A Ramachandran plot can be used in two somewhat different ways. One is to show in theory which values, or conformations of the psi and phi angles are possible for an amino-acid residue in a protein (as at top right). A second is to show the empirical distribution of data points observed in a single structure (as at right, here) in usage for structure validation or else in a database of many structures (as in the lower 3 plots at left). Either case is usually shown against outlines for the theoretically favored regions.

In a polypeptide the main chain N-C alpha and C alpha-C bonds relatively are free to rotate. These rotations are represented by the torsion angles phi and psi, respectively.

G N Ramachandran used computer models of small polypeptides to systematically vary phi and psi with the objective of finding stable conformations.

For each conformation, the structure was examined for close contacts between atoms. Atoms were treated as hard spheres with dimensions corresponding to their van der Waals radii. Therefore, phi and psi angles which cause spheres to collide correspond to sterically disallowed conformations of the polypeptide backbone.

In the diagram above the white areas correspond to conformations where atoms in the polypeptide come closer than the sum of their van der Waals radi. These regions are sterically disallowed for all amino acids except glycine which is unique in that it lacks a side chain. The red regions correspond to conformations where there are no steric clashes, i.e., these are the allowed regions namely the alpha-helical and beta-sheet conformations. The yellow areas show the allowed regions if slightly shorter van der Waals radi are used in the calculation, i.e., the atoms are allowed to come a little closer together. This brings out an additional region which corresponds to the left-handed alpha-helix.

L-amino acids cannot form extended regions of left-handed helix but occassionally individual residues adopt this conformation. These residues are usually glycine but can also be asparagine or aspartate where the side chain forms a hydrogen bond with the main chain and therefore stabilises this otherwise unfavourable conformation.
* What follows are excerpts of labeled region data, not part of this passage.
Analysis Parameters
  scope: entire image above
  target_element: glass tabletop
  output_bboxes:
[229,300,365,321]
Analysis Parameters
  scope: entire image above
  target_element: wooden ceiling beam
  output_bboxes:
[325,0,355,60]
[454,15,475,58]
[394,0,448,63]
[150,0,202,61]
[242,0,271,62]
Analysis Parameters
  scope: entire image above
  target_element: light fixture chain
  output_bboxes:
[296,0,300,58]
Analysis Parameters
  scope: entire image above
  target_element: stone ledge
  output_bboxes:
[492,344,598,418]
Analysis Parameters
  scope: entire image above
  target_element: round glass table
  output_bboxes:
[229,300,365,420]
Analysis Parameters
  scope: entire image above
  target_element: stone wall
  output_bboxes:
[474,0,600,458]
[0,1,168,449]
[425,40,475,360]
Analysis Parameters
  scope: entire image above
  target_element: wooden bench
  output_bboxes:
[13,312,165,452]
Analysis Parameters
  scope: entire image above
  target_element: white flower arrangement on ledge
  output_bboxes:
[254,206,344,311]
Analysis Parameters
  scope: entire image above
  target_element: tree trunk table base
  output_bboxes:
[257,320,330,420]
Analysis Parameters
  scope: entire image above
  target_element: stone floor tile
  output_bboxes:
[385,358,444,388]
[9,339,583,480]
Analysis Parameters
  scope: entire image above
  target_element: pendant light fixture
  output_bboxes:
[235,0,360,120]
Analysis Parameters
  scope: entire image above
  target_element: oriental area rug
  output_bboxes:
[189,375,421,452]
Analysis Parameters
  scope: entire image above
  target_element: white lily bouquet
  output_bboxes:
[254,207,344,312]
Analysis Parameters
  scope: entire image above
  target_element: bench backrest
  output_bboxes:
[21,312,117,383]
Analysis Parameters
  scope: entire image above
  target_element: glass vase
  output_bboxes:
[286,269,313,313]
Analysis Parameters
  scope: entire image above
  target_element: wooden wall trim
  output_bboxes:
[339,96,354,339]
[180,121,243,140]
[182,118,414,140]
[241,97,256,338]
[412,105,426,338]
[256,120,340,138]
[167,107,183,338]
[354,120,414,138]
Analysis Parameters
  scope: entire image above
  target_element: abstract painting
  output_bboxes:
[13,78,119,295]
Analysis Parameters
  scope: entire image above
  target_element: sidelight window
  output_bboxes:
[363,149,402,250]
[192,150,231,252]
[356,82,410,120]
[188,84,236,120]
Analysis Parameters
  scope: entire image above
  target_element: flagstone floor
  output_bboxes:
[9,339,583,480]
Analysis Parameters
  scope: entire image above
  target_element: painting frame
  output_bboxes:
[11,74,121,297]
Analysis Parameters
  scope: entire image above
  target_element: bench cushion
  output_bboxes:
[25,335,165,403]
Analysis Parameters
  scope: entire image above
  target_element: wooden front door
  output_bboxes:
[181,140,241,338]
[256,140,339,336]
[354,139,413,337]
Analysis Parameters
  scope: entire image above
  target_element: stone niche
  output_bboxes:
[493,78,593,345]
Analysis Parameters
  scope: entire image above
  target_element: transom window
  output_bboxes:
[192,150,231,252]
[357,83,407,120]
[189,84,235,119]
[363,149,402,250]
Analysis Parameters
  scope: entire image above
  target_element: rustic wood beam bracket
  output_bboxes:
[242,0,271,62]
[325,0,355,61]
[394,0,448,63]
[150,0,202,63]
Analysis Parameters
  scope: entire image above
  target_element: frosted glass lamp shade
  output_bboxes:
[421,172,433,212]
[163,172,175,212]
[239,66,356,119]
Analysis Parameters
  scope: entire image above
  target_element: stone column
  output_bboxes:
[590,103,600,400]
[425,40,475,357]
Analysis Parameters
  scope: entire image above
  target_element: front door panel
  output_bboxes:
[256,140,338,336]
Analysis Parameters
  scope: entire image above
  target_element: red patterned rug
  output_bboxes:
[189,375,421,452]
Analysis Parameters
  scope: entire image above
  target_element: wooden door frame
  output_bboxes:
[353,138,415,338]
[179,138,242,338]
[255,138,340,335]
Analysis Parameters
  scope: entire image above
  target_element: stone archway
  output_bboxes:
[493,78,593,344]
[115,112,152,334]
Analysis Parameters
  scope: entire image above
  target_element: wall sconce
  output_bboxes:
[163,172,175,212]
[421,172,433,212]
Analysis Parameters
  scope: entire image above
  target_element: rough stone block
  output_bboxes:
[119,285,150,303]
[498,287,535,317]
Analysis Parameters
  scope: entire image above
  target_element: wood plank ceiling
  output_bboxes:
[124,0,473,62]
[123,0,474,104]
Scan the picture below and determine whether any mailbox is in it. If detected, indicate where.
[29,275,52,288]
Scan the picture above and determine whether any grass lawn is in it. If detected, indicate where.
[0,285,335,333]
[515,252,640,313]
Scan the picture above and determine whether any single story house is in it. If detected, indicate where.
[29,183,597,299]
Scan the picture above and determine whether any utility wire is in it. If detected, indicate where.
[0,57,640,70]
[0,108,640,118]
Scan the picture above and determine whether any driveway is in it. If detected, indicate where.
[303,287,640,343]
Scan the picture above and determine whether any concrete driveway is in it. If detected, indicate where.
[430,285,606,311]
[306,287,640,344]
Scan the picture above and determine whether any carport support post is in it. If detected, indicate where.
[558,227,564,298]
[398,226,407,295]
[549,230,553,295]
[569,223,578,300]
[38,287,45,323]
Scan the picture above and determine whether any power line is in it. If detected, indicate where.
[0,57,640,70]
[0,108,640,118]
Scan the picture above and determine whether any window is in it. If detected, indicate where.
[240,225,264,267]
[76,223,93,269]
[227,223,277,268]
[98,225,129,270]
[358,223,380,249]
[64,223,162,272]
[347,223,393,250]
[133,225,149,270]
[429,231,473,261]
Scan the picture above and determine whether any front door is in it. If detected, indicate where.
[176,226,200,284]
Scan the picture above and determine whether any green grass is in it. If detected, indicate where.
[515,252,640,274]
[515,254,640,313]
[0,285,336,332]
The 3(10) helix occurs close to the upper right of the alpha-helical region and is on the edge of allowed region indicating lower stability.

Disallowed regions generally involve steric hindrance between the side chain C-beta methylene group and main chain atoms. Glycine has no side chain and therefore can adopt phi and psi angles in all four quadrants of the Ramachandran plot. Hence it frequently occurs in turn regions of proteins where any other residue would be sterically hindered.